Sobre Fern apenas sabemos que, após a morte do marido e o colapso económico de uma cidade empresarial na zona rural de Nevada, meteu os poucos bens que lhe restaram num armazém, arranjou a sua carrinha e partiu estrada fora. Torna-se nómada, viajando em busca de trabalho sazonal e cruzando-se com outros que, por culpa da crise económica de 2008, perderam os seus empregos e tiveram de procurar novas formas de sobrevivência. São os nómadas modernos, de rostos marcados pelos anos, da geração que nasceu nos anos 50 e 60, antigos operários, a quem o sistema esqueceu.

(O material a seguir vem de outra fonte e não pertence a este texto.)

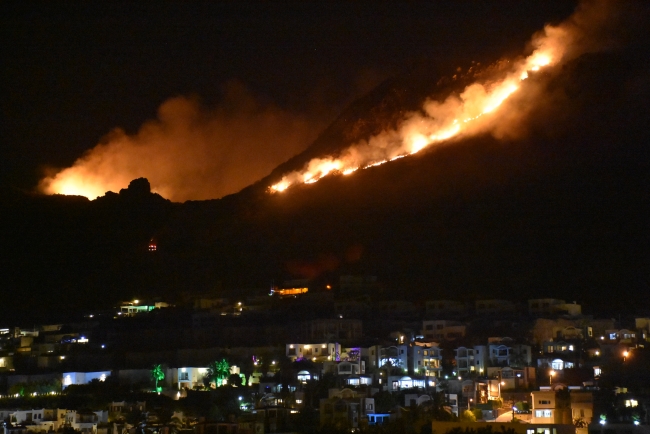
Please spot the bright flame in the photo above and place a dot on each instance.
(456, 116)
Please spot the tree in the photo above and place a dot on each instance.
(218, 371)
(157, 374)
(467, 416)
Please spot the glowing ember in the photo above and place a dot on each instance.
(458, 115)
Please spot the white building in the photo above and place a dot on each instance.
(70, 378)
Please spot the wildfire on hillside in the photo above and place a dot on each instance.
(467, 113)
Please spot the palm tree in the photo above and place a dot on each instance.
(157, 374)
(218, 371)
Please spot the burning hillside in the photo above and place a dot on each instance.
(482, 106)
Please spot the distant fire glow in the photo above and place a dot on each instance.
(459, 115)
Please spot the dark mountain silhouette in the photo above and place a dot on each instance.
(562, 211)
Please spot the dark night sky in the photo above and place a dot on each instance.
(73, 71)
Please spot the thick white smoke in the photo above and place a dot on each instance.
(190, 152)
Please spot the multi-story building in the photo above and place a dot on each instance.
(425, 359)
(469, 360)
(504, 352)
(543, 407)
(394, 356)
(328, 351)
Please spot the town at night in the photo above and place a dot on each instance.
(315, 217)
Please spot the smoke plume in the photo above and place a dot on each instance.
(190, 152)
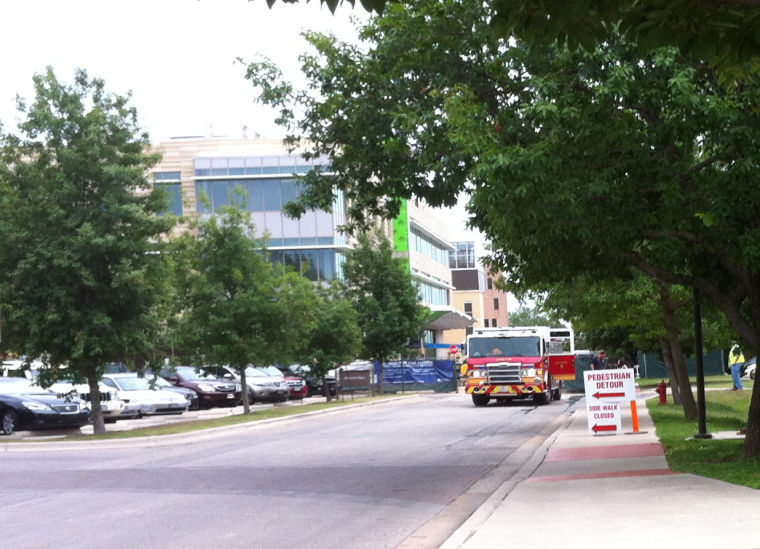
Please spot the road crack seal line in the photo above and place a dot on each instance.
(537, 446)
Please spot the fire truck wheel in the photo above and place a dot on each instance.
(480, 400)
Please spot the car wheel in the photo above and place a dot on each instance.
(480, 400)
(9, 421)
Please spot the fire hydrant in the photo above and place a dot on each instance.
(662, 390)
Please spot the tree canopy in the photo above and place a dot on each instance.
(724, 33)
(235, 307)
(80, 265)
(385, 298)
(577, 162)
(335, 337)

Nas enormes planícies americanas, os nómadas modernos reúnem-se em redor de fogueiras, falam do que ficou para trás e saram feridas, sentem-se livres na imensidão do céu, trabalham nos empregos que mais ninguém quer e na manhã seguinte levantam-se e começam tudo de novo noutro sítio qualquer.
Mas atenção: eles não querem a nossa comiseração. Por questão de respeito, vamos deixá-la na gaveta. O que impressiona neste filme, magistralmente filmado, é a dignidade daqueles homens e mulheres, na sua aspiração legítima por autonomia, não dependendo de ninguém a não ser próprios, mesmo quando é da família de quem se fala. Fern é o exemplo disso mesmo na sua determinação em recusar o convite da irmã para ir morar com ela e o marido. A incompreensão da irmã pela opção de Fern é a mesma incompreensão da sociedade face à escolha de um modo de vida ‘alternativo’, mas que permite a quem perdeu quase tudo manter o mais importante: a dignidade.
Um filme sem pressa, que ilumina quem vive na sombra, os despojados dos tempos modernos, que se alimentam de migalhas na terra dita da abundância. Até quando?